Kamis 07 Sep 2023 12:34 WIB

Mantan Pemimpin Mossad: Israel Sedang Terapkan Sistem Apartheid di Palestina

Israel sedang menerapkan sistem apartheid di Tepi Barat.

Rep: Rizky Jaramaya/ Red: Esthi Maharani
Seorang mantan kepala badan intelijen Israel, Mossad, Tamir Pardo pada Rabu (6/9/2023) mengatakan, Israel sedang menerapkan sistem apartheid di Tepi Barat.
Foto: AP
Seorang mantan kepala badan intelijen Israel, Mossad, Tamir Pardo pada Rabu (6/9/2023) mengatakan, Israel sedang menerapkan sistem apartheid di Tepi Barat.

REPUBLIKA.CO.ID, YERUSALEM -- Seorang mantan kepala badan intelijen Israel, Mossad pada Rabu (6/9/2023) mengatakan, Israel sedang menerapkan sistem apartheid di Tepi Barat. Tamir Pardo menjadi mantan pejabat senior terbaru yang menyimpulkan bahwa perlakuan Israel terhadap warga Palestina di Tepi Barat sama dengan apartheid, mengacu pada sistem pemisahan ras di Afrika Selatan yang berakhir pada 1994.

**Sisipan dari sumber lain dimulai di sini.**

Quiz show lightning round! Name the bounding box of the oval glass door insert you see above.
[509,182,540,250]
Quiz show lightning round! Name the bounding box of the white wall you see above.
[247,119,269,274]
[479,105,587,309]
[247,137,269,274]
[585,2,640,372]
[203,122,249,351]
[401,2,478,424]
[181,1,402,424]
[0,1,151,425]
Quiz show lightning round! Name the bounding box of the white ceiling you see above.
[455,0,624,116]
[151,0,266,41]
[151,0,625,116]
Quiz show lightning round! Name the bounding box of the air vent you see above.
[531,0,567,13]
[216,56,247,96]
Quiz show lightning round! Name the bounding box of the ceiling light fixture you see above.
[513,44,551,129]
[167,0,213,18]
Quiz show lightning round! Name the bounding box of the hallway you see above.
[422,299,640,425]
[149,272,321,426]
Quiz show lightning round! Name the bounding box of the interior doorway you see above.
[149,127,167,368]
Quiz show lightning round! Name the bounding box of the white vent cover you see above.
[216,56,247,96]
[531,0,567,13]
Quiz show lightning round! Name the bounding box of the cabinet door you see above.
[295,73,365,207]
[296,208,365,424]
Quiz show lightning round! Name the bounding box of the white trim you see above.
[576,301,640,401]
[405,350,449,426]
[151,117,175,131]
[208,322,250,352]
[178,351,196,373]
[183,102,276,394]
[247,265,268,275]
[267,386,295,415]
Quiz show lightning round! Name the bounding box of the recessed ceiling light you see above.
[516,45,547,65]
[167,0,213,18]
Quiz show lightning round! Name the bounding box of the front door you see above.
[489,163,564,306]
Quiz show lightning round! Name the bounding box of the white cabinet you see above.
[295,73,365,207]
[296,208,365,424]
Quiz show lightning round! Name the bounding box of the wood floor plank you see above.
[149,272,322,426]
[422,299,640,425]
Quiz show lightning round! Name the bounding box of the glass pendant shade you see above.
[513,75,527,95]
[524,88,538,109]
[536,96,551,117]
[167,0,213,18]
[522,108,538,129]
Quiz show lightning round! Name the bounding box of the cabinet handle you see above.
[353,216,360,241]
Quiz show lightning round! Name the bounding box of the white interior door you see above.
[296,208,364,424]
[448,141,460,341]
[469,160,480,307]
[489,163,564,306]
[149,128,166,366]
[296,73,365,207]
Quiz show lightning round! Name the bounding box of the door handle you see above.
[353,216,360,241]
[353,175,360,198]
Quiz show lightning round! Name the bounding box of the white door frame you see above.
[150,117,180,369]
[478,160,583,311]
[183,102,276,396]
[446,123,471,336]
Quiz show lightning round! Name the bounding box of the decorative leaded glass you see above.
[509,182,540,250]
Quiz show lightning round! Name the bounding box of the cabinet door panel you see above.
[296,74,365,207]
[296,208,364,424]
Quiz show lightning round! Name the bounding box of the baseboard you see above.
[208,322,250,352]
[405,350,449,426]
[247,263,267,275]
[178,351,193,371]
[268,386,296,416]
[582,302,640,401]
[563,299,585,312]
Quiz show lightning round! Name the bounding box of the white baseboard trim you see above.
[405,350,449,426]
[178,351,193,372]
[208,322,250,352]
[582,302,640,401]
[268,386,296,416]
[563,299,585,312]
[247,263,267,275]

Kelompok hak asasi manusia terkemuka di Israel dan luar negeri serta Palestina menuduh Israel dan pendudukannya selama 56 tahun di Tepi Barat, berubah menjadi sistem apartheid. Menurut mereka sistem apartheid memberikan status kelas dua bagi Palestina dan dirancang untuk mempertahankan hegemoni Yahudi dari Sungai Yordan hingga Laut Mediterania.

Baca Juga

Sejumlah mantan pemimpin, diplomat, dan petugas keamanan Israel telah memperingatkan, Israel berisiko menjadi negara apartheid. Namun pernyataan Pardo bahkan lebih blak-blakan.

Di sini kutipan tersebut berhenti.